唐津市で心温まるドキュメンタリー映画上映会が開催されました
2026年3月1日、佐賀県唐津市で特別なドキュメンタリー映画『Given ~いま、ここ、にあるしあわせ~』の上映会が行われました。このイベントは、幅広い世代の方々に感動を提供することが目的です。
映画とトークショーの連携
上映後に行われたトークショーの中心となったのは、映画に関わりを持つ井上ご家族の皆さんでした。特に暢(とおる)さんにとって、この日がトークショーデビューとなり、9歳の時に出会った活動への感謝の想いを語りました。若き彼の言葉は、参加者の心に響くものでした。
暢さんは、家族全員での旅行を通じて新しい視点を得たことを明かし、「世界観が広がった」との思いを伝えました。彼は、9歳から20歳になった今、家族との絆の大切さを強調し、障害を持つ自分自身がどのように生きてきたのかを誇らしげに語ります。
特別なラブレター
さらに、トークショーでは、暢さんのお母さんであるしのぶさんが「第1回 世界一のラブレターコンテスト」での受賞を祝される場面もありました。しのぶさんの手紙は、家族への深い愛を表現したもので、参加者全員に温かい感情を呼び起こしました。この時間は、家族の絆がどれほど強いものであるかを再認識させるものでした。
家族のあり方について
理事の柴田氏は、トークショーのオープニングで家族の意味について語り、何が「普通」で何が「特別」であるかを考え直す機会が大切であると語りました。障害や病気は特別視されがちですが、それは彼らの一部であり、日常生活の一側面に過ぎないと伝え、理解と共生の大切さを訴えました。
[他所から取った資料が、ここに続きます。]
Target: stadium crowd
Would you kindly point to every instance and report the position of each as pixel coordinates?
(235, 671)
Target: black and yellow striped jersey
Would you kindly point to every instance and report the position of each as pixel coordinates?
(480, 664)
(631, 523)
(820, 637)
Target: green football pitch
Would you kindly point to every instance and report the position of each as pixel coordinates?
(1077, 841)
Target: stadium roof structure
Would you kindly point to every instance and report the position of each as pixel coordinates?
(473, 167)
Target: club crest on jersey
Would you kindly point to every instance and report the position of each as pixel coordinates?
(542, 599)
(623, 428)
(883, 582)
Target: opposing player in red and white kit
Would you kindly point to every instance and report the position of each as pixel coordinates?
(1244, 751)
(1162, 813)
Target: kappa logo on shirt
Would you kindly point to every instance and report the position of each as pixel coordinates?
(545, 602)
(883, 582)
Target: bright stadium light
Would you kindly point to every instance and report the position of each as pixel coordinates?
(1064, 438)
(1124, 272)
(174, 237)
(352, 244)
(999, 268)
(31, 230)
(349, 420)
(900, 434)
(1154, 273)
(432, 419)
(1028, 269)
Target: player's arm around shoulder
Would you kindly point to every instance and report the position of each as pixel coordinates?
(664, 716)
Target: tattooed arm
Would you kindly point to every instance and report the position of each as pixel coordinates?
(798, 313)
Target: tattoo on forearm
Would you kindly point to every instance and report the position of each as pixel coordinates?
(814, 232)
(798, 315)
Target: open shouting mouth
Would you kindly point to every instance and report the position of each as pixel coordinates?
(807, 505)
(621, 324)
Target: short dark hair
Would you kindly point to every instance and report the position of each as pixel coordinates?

柴田氏の言葉は、観客それぞれに深い考えを促したことでしょう。「家族それぞれに、幸せのカタチは違う。笑顔になれること自体が、非常に貴重なことだ」との言葉には、多くの共感が寄せられました。
参加者の感想
イベント終了後、参加者からは温かい感想が寄せられました。普段の「普通」がどれほど特別なことか、障害は障害ではなく個性的な特徴であるとの意見が多く、新しい気づきを得たとの声が多くあがりました。
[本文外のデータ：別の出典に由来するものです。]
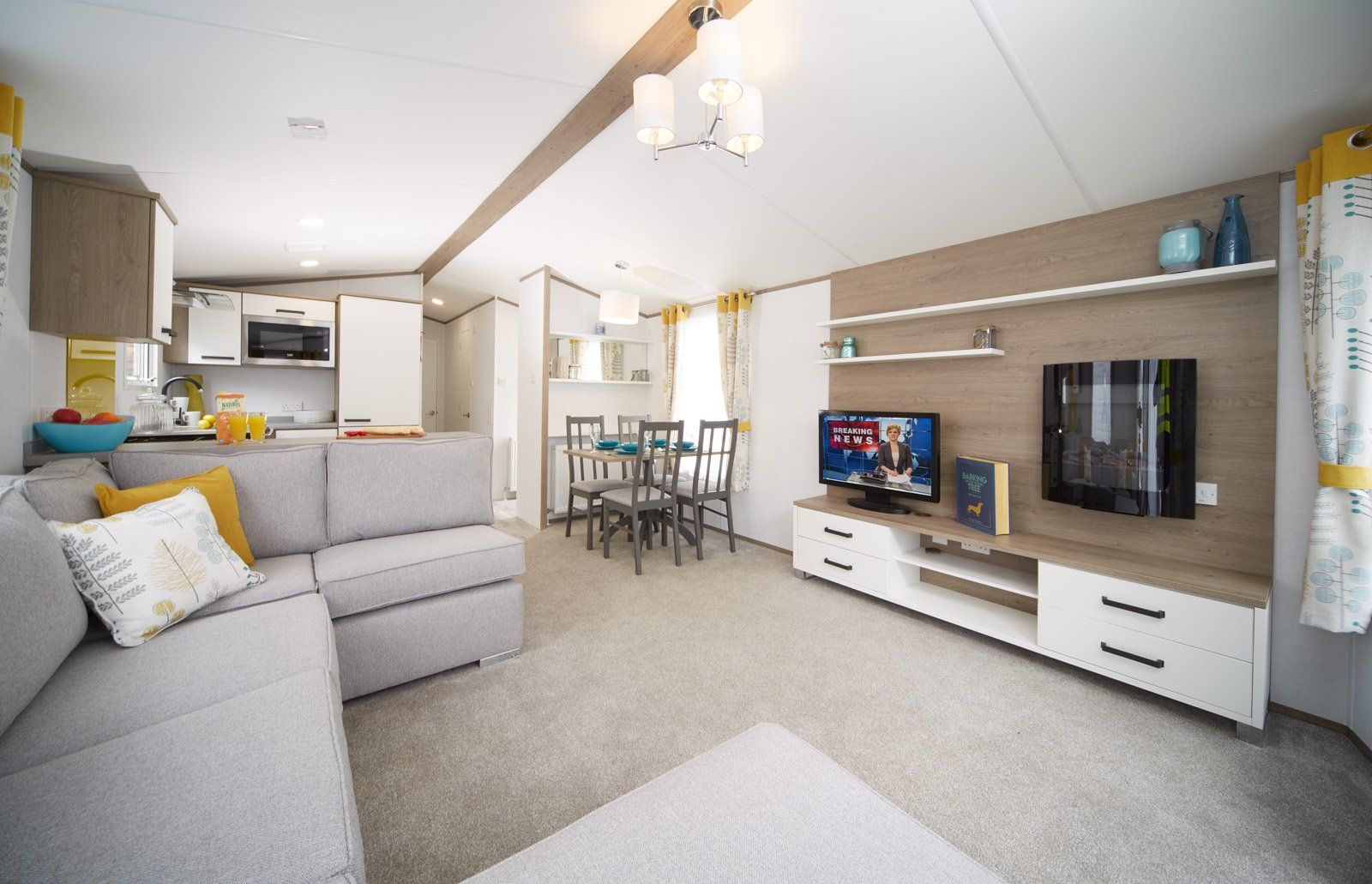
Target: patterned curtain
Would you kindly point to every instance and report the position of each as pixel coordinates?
(11, 141)
(1334, 246)
(734, 316)
(672, 319)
暢さんのヘルパーは、彼が成長した姿を堂々と示したことに感動し、涙したとの報告もありました。しのぶさんも、息子の成長を感じられたことに喜びを表現しました。
映画『Given』について
ドキュメンタリー映画『Given』は、難病を抱える家族をテーマにしたもので、医療や福祉の枠を越えた、家族の大切さや愛という普遍的なテーマに根付いています。この映画は、12年以上にわたる取材を通じて、多様な家族の形を描いています。特に、どうやって幸せを感じるかということに焦点を当てており、観客は彼らの生き様から多くのことを学ぶことができるでしょう。
今後の取り組み
今後も、Hope & Wishは特別支援を必要とする子どもたちとその家族をサポートする取り組みを続けていきます。暢さんのように、様々な重荷を背負いながらも、自分なりの「幸せ」を見出していく家族との対話を通じて、より良い社会を目指していきます。